National Review, Jan 27, 2003 by Mark Riebling

It would be futile, of course, to deny that the Nazis built a vast mass of evil on a vast mass of prejudice. It would be equally futile to deny that strong prejudices against the Jews existed among Christians during the centuries before the Shoah. Since, moreover, the childhood of the European nations was passed under the tutelage of the clergy, we should not be surprised that these prejudices were, in part, ecclesiastically inculcated.

That this general anti-Judaism contributed to a moral climate in which Europeans became willing executioners of Jews has been argued by some, beginning with Jules Isaac in 1948. But, in the main, these critics stopped short of blaming Christianity for the Holocaust. The great exception is Hyam Maccoby, who in the 1980s posited that the Jesus of the Gospels was anti-Semitic. Goldhagen takes up Maccoby's view. In Hitler's Willing Executioners, as noted, Goldhagen distinguished between the Nazis' "eliminationist anti-Semitism" and Christian anti- Judaism. But in A Moral Reckoning that distinction is obliterated by a hurricane of ostensibly contrary proof.

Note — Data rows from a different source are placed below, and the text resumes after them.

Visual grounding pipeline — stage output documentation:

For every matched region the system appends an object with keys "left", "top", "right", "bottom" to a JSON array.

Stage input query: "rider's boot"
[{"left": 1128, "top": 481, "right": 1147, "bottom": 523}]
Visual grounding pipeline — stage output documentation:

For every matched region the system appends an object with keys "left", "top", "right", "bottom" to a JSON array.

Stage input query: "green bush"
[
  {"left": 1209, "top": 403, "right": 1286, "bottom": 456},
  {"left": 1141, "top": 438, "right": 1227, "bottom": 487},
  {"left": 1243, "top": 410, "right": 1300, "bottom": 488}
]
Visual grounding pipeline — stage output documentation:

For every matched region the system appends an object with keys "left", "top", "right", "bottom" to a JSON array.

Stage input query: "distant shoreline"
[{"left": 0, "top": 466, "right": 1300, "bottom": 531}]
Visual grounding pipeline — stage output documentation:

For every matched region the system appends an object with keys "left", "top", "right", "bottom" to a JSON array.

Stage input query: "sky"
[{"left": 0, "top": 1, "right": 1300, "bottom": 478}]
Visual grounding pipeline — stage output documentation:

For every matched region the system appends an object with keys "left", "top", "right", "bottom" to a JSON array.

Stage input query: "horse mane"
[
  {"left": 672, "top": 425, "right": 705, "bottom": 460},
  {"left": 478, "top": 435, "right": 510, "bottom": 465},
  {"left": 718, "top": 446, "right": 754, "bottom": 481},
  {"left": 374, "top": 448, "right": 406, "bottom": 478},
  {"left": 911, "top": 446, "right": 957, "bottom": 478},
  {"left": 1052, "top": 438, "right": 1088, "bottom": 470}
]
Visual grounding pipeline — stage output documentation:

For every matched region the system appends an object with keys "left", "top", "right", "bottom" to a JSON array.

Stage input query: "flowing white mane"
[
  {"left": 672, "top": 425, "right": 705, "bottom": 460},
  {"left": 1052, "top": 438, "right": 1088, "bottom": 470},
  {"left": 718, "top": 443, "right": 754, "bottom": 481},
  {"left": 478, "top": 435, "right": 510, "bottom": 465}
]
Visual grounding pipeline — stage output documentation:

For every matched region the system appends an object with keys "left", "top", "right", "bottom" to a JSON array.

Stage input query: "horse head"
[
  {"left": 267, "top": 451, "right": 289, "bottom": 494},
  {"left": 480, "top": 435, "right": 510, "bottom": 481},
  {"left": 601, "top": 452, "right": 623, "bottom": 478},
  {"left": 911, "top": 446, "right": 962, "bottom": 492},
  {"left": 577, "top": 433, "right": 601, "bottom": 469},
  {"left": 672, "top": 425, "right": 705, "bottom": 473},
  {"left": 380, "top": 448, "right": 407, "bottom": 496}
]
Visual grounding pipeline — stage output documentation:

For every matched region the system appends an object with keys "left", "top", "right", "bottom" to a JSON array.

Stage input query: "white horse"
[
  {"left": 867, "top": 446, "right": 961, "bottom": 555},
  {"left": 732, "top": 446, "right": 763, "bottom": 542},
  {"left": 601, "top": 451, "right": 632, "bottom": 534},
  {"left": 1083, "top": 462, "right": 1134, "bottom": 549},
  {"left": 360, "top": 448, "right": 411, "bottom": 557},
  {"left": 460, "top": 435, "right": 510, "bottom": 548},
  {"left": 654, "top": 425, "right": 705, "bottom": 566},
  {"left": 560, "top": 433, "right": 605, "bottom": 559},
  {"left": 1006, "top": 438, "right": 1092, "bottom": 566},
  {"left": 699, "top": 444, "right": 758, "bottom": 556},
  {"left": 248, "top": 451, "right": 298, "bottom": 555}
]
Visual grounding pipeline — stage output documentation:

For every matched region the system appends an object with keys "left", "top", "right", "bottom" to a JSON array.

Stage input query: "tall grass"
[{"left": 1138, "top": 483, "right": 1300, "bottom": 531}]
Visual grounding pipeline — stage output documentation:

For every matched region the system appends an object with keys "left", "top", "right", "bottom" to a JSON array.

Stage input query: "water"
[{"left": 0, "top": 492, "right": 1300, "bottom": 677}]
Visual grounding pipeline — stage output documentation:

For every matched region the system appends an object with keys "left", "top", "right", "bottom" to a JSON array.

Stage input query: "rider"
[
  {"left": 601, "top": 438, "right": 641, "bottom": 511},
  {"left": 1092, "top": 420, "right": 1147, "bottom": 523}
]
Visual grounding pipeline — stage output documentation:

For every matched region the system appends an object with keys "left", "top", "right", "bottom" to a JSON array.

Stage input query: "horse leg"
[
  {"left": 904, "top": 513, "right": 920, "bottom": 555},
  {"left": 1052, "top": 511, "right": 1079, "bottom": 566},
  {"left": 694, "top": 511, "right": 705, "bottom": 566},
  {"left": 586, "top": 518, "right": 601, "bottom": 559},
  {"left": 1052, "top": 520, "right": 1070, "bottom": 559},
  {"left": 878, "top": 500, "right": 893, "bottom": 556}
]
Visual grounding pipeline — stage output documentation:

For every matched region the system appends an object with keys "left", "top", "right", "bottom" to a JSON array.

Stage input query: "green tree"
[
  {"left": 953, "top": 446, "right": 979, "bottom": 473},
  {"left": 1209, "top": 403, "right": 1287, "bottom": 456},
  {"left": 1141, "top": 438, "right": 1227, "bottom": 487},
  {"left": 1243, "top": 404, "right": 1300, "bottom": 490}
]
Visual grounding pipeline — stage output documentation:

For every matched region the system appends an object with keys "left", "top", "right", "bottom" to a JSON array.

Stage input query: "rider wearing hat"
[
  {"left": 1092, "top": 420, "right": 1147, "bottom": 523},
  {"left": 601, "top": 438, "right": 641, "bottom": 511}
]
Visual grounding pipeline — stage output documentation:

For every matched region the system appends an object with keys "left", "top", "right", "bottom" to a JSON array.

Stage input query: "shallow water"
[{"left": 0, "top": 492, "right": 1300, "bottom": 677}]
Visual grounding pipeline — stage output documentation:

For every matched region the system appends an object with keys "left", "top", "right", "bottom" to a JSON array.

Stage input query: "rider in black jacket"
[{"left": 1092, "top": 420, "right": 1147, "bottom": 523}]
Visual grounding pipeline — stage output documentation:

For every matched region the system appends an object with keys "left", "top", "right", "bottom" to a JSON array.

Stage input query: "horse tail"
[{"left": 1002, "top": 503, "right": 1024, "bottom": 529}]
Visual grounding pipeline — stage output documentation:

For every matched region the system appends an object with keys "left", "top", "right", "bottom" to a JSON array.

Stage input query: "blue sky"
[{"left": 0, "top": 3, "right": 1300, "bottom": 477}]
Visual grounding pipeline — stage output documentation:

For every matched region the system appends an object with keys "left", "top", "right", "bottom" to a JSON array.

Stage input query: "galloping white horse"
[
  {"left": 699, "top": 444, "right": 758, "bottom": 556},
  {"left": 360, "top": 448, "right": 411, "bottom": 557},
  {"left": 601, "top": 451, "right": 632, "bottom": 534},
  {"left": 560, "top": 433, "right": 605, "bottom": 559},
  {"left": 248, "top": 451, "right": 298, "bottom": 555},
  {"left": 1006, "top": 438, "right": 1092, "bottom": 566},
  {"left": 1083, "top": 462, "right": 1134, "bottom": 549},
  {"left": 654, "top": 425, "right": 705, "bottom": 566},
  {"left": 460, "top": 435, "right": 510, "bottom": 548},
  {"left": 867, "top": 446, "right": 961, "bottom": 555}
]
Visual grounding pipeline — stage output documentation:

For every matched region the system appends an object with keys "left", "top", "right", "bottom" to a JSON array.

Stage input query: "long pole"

"You brood of vipers . . . you are evil . . ." So said Jesus, Goldhagen reminds us, to "the Jews who were Pharisees." One could, of course, just say "the Pharisees," without reminding us they were Jewish; but then, the passage wouldn't seem anti-Semitic. This sleight-of-hand continues in the next sentence, where Goldhagen sneaks from "the Jews who were Pharisees" to Jesus' alleged indictment of "such a people," i.e., the Jews. Farther down the page, after quoting more criticisms of the Pharisees, Goldhagen mischaracterizes those words, too, as an "account of the Jews." At the tail end of this disastrous passage, he even inserts the word "Jews" in brackets where the text just says "you," meaning the Pharisees. He also puts in brackets "Jewish," where Matthew says merely "the whole people [laos]" -- which could mean the Jews, but could also mean the general Judean populace, including its many pagan Greeks and Romans. (These passages are often requoted as proof of anti-Semitism, with the bracketed insertions of Jewishness always stuck to them like pilotfish.) The paragraph closes with a false reassertion that Jesus "decrees Jews to be a 'brood of vipers'" when in fact -- as Goldhagen himself said at the paragraph's outset -- Jesus was merely addressing "the Jews who were Pharisees."

Having thus manufactured evidence of anti-Semitism -- having set up this straw Jesus -- Goldhagen wheels round his guns. Christ's denunciations of the Pharisees -- misrepresented as "speeches from Jesus deprecating the unbelieving Jews" -- are "the Christian Bible's libels." They thus constitute the major premise in Goldhagen's high argument: that Christianity is inherently anti-Semitic.

The anti-Semitism of the Christian Bible is not incidental to it but constitutive of its story of Jesus' life and death and of its messages about God and humanity. . . . Christianity has consecrated a heinous set of charges against Jews in its foundational text. . . . The Christian Bible is . . . a profoundly anti-Semitic text. . . . Christianity is a religion that consecrated at its core and, historically, spread throughout its domain a megatherian hatred of one group of people: the Jews. . . . The cumulative damage of the Christian Bible's defamatory account of Jews to their image and reputation among its credulous readers would be hard to exaggerate.